Cardiac CT (CCT) in the emergency department (ED) is more cost effective in evaluating patients with suspected acute coronary syndrome (ACS) than the standard of care involving multiple tests and a stress SPECT scan, even when the downstream costs of CCT are considered, according to a study published in the March issue of Academic Radiology.
Chest pain accounts for 5 percent of all U.S. ED visits, with approximately $12 billion spent on the evaluation of acute chest pain in 2008. Kelley R. Branch, MD, of the division of cardiology at the University of Washington in Seattle, and colleagues noted that these costs could be reduced if electrocardiogram-gated thoracic CT were used in place of the standard of care (SOC).
To test the cost-effectiveness of CCT, while accounting for downstream costs such as iodinated contrast complications or incidental, noncardiac CT findings, the researchers constructed a decision analytic cost-minimization model. Using data from a cohort study of 102 patients at low to intermediate risk for ACS who underwent an emergency department SOC clinical evaluation and a 64-channel CCT, they compared CCT-based and SOC evaluation costs to obtain a correct diagnosis.
Results showed that CCT-based evaluation of patients was 24 percent less expensive at one year, with mean CCT and SOC costs of $2,384 and $3,134, respectively.
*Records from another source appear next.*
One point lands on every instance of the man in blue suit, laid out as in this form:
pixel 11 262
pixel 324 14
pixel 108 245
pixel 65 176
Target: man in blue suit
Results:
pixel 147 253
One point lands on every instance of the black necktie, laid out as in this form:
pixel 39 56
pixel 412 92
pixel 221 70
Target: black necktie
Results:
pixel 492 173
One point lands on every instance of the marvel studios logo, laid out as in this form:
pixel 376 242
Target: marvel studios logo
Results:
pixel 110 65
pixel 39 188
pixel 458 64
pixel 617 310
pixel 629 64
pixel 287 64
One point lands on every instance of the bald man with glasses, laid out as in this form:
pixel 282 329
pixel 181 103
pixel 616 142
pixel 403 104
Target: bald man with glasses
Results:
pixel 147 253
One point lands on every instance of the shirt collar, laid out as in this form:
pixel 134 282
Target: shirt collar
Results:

There were no expected differences in health outcomes.
“Sensitivity analyses indicated that CCT was less expensive over a wide range of estimates and was only more expensive with a CCT specificity below 67 percent or if more than 44 percent of very low risk patients had CCT,” wrote the authors. “Probabilistic sensitivity analysis suggested that CCT-based evaluation had a 98.9 percent probability of being less expensive compared to SOC.”
SOC costs included stress testing for 77 percent of patients, and the overall savings were largely the result of cost differences between CCT and stress imaging, according to the authors.
“Based on these findings, the most substantial cost savings for CCT evaluation would be in lower-risk patients who would otherwise have a SOC cardiac evaluation that included [ED] observation and stress testing,” wrote Branch et al. “Although the cost savings associated with CCT is reduced with inclusion of populations at higher risk for ACS or downstream expenses from the CT, such as older patients or those with additional cardiac risk factors, our study suggests that CCT is less expensive for the majority of low to intermediate-risk patients.”
The researchers suggested future cost analyses may be warranted, including those from larger populations and from different perspectives. They also suggested that future studies take into account the opportunity cost of decreased time in the ED with CCT evaluation.